What a mess. How do we get out of this predicament? The spec is surprisingly short on details; it says only:
Any type argument that does not depend directly or indirectly on an argument of type dynamic is inferred using [the usual static analysis rules]. The remaining type arguments are unknown. [...] Applicability is checked according to [the usual static analysis rules] ignoring parameters whose types are unknown. (*)
So what we have here is essentially another type that spreads via a contagion model, the "unknown" type. Just as "possibly infected" is the transitive closure of the exposure relation in simplistic epidemiology, "unknown" is the transitive closure of the "depends on" relation in method type inference.
For example, if we have:
void M<T, U>(T t, L<U> items)
with a call
Then type inference infers that T is int from the first argument. Because the second argument is of dynamic type, and the formal parameter type involves type parameter U, we "taint" U with the "unknown type".
When a tainted type parameter is "fixed" to its final type argument, we ignore all other bounds that we have computed so far, even if some of the bounds are contradictory, and infer it to be "unknown". So in this case, type inference would succeed and we would add M<int, unknown> to the candidate set. As noted above, we skip applicability checking for arguments that correspond to parameters whose types are in any way tainted.
But where does the transitive closure of the dependency relationship come into it? In the C# 4 and 5 compilers we did not handle this particularly well, but in Roslyn we now actually cause the taint to spread. Suppose we have:
void M<T, U, V>(T t, L<U> items, Func<T, U, V> func)
and a call
M(123, dyn, (t, u)=>u.Whatever(t));
We infer T to be int and U to be unknown. We then say that V depends on T and U, and so infer V to be unknown as well. Therefore type inference succeeds with an inference of M<int, unknown, unknown>.
The alert reader will at this point be protesting that no matter what happens with method type inference, this is going to turn into a dynamic call, and that lambdas are not legal in dynamic calls in the first place. However, we want to get as much high-quality analysis done as possible so that IntelliSense and other code analysis works correctly even in badly broken code. It is better to allow U to infect V with the unknown taint and have type inference succeed, as the specification indicates, than to bail out early and have type inference fail. And besides, if by some miracle we do in the future allow lambdas to be in dynamic calls, we'll already have a sensible implementation of method type inference.

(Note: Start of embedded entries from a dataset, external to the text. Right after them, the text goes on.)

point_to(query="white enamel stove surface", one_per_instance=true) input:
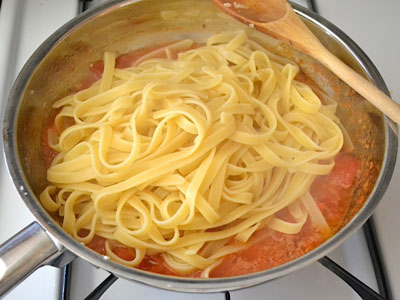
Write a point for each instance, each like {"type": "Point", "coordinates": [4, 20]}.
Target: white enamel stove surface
{"type": "Point", "coordinates": [24, 24]}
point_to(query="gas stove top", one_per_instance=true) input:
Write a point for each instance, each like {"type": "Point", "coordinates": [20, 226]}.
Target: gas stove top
{"type": "Point", "coordinates": [25, 24]}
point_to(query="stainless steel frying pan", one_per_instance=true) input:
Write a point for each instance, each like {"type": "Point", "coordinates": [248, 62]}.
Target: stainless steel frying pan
{"type": "Point", "coordinates": [62, 61]}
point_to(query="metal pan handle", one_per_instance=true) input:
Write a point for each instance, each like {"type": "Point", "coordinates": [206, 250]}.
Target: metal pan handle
{"type": "Point", "coordinates": [22, 254]}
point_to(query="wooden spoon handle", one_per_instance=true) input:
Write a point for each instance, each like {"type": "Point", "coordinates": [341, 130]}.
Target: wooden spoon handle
{"type": "Point", "coordinates": [292, 30]}
{"type": "Point", "coordinates": [365, 88]}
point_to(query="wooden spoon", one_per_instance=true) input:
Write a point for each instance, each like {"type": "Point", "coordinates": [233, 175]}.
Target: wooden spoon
{"type": "Point", "coordinates": [277, 18]}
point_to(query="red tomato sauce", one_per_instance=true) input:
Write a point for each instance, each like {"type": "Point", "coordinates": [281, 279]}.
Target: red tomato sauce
{"type": "Point", "coordinates": [331, 193]}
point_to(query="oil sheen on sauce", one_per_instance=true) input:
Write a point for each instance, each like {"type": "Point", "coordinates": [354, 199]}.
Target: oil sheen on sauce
{"type": "Point", "coordinates": [331, 192]}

Next time on Fabulous Adventures in Coding: Fabulous Adventures!
(*) That last clause is a bit unclear in two ways. First, it really should say "whose types are in any way unknown". L<unknown> is considered to be an unknown type. Second, along with skipping applicability checking we also skip constraint satisfaction checking. That is, we assume that the runtime construction of L<unknown> will provide a type argument that satisfies all the necessary generic type constraints.